I still don't get it. What he did, what he was saying...How am I supposed to take it all? I said that I wanted us to decide later...and we will. I don't know when I want to see him again, and I don't think I want to deal with the stress of it any longer.

So for now I won't. I'll choose to face it once we meet again. Or when the time comes.

For now I'm dealing with a county fair.

I wasn't planning on going out today. My friend had asked me to go with her and in the process made me aware of something I didn't know existed. I mean, how am I supposed to know that a random fair is currently being held at the Foxian core? If anything I was more likely to know that a freaking concert for Liberation Squadron was being held at the Servals' core.

I remember random stuff randomly. It doesn't help that I'm emotionally screwed up right now. It's not something to worry about, you can't help me, it's just something that I need to deal with. Because, let's face it. I COULD go to him and actually fix everything right now, but...I'm not ready for that yet.

That was something that was a concern to me about the fair. I wasn't sure if HE was gonna be there or not. I had to ask my friend Ralia if He'd be there. She knows who He is. I'll admit, thanks to what happened I've been socializing with my peers more. They've always wanted to hang with me but I never wanted to do the same with them. I really just wanted to spend more and more time with Him.
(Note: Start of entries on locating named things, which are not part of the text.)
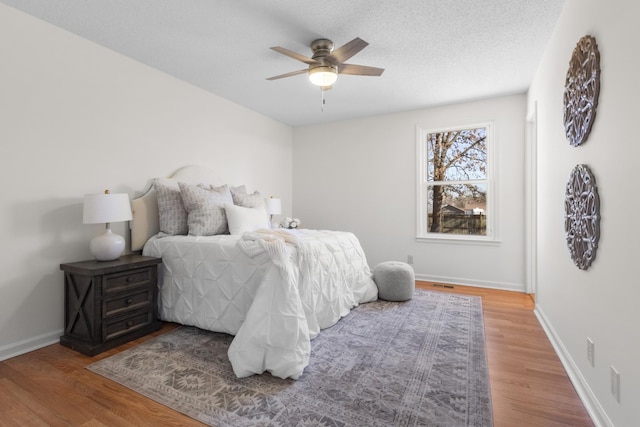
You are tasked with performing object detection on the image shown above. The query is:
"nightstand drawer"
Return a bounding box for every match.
[104,267,155,294]
[104,310,154,341]
[103,288,155,318]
But now? I can't be around Him, not yet. I guess that means that now I'm okay with going somewhere with someone I haven't been with in a while. To try and get my mind off of what happened.
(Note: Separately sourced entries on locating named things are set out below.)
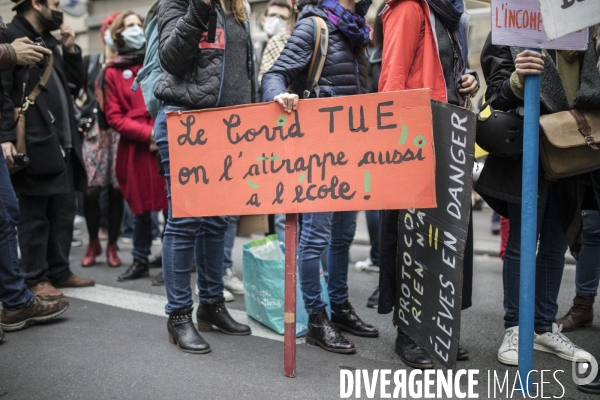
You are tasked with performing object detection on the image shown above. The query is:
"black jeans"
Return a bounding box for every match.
[18,183,77,287]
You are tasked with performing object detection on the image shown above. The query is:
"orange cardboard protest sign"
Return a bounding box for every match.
[167,90,436,217]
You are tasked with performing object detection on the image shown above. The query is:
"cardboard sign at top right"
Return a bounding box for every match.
[539,0,600,40]
[492,0,597,50]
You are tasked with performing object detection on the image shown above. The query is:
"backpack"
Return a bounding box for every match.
[287,16,329,99]
[302,16,329,99]
[131,0,163,118]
Ralia reassured me that He wouldn't be there. I hoped not. I'm not too sure if Similic likes fairs or not. He told me once that the last time he'd been to one was when he was little. I've never been to one in my life. Ralia apparently goes to these things every year. I would've known that if I had paid her more attention before. Ah well, better late than never I suppose.

Well she really wanted to go and I decided that getting out of the living building and doing something instead of sitting around moping all day could help me. I had texted her yes, that I'll go. She seemed pretty damn excited. I hope that will rub off on me. Who knows anymore.

Now, here I am, at the entrance to the Foxian Hyper Fair. Honestly it took wayyyyy too long just to get in! The wait lines for some of these places are ridiculously long dude, I swear. But it was alright, I played some Paths of Infinity the video game with Ralia on our hologloves during the wait. Some furson actually had to tell us to keep moving forward.